It’s no secret that Australia’s young people have been severely disadvantaged by the country’s real estate boom. Rising house prices in many cities and regions means that only the wealthy—or those who’re assisted by wealthy parents or benefactors—can afford to climb the property ladder.
Negative gearing, which helps investors achieve great returns via lucrative tax breaks, isn’t helping the situation. Last week, Rob Stokes, the New South Wales planning minister, blamed negative gearing for the nation’s sky high property prices. He also warned that the current building boom would have very little impact on prices.
“Why should you get a tax deduction on the ownership of a multi-million dollar holiday home that does nothing to improve supply where it’s needed?” Stokes said in his speech.
While real estate may be difficult to attain for many young people, Cameron Kusher, head of research at CoreLogic, said it was time young people considered investing in asset classes other than real estate.
“Young people, I suspect, don’t even think about trying to buy a home in Sydney as it’s too expensive,” Kusher said. “The challenge is what else to invest in.”
Listed here are some alternative investments young people should consider:
Getting a mortgage is just one way to invest in property, notes Craig Keary, AMP capital director for Australia and New Zealand.
“If you’re a young person without the capital to buy property, but you want to invest in something tangible, then you can always invest in a property fund that invests in commercial property, or shopping centres, and it gives you property exposure for as little as a $2000 entry,” Keary said.
“You can receive a distribution of roughly 7 to 9 per cent on your investment annually, depending on the fund, of course.”
Keary also recommends infrastructure funds. “Considering the global investment in toll roads and infrastructure, it may also make sense to look into funds investing in toll roads or airports, and, once again, you don’t need a lot of money to get started,” he said.
Corporate bonds and shares
Shares may be a risky investment, but when you’re in your 20s and 30s, you can afford to take such risks.

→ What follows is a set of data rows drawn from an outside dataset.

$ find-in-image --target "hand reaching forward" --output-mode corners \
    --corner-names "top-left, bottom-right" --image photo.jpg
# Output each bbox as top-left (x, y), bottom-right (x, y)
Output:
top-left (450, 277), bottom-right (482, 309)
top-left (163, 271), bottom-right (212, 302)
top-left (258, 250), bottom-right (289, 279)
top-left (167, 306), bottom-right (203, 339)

Gavin Fernando, director of Property Advisers, said shares suited investors with a decent amount saved in the bank—between $5,000 and $10,000. Corporate bonds are another great investment option. While the returns are generally less on corporate bonds, they can be less risky than equities (shares).
Fractional ownership of property
Companies that offer fractional ownership of property are also very popular. One such company—BRICKX—buys properties and divides them into “bricks” that people can buy for as little as $100. These bricks are essentially shares or stakes in the property.
“People like this concept because they are buying something tangible,” said independent financial commentator Heidi Armstrong. “There are now lots of creative ways for people to invest in property.”